Già ieri la vicenda era saltata agli ‘onori della cronaca’. Diverse forze politiche si sono espresse a riguardo, e tra queste Michele Grimaldi che ritiene “buona” la notizia delle dimissioni del numero uno della partecipata, “dopo anni di pessimi risultati, sotto ogni punto di vista: pulizia della città, raccolta differenziata, gestione del bilancio, rapporto con i lavoratori”.

Mentre “La cattiva notizia – sostiene Grimaldi –  è che queste dimissioni non giungono come naturale conseguenza di questi pessimi risultati, ma perché l’Amministrazione comunale – in piena emergenza Covid19 – ha deciso di trasformare un asset fondamentale della nostra città in uno strumento di scambio e mercimonio politico.
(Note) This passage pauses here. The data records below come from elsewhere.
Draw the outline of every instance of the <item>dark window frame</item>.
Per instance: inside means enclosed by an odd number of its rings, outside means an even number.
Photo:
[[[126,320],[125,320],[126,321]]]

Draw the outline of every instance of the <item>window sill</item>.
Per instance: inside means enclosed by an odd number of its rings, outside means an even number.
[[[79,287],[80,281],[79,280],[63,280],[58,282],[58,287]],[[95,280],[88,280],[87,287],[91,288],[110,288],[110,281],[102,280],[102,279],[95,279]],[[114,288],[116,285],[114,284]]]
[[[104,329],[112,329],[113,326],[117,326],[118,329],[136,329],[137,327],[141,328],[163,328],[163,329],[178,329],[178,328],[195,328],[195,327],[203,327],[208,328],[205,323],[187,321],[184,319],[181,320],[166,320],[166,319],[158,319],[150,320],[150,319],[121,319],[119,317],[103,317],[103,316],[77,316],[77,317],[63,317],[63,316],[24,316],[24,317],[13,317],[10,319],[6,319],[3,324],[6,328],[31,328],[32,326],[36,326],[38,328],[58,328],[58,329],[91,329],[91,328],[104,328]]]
Occorreva discutere e decidere di come rilanciare la nostra società di raccolta dei rifiuti, di come dotarla di un nuovo piano industriale, di come aumentare sia il personale che la percentuale di raccolta differenziata, di come metterla in condizione di curare aspetti fondamentali della vita cittadina come il verde pubblico.

Ma hanno deciso invece, in piena coerenza con se stessi, di discutere e non decidere, solo di consigli di amministrazione, di nomine e di stipendi.
Il tutto, in sfregio alle norme e al buonsenso.

La verità è che sarebbe opportuno, finita questa emergenza, che il Sindaco seguisse l’esempio dell’Amministratore Unico dell’ACSE, e rassegnasse anch’egli le sue dimissioni: non gliene facciamo una colpa, ma guidare una città come la nostra davvero non è nelle sue corde e nelle sue capacità.”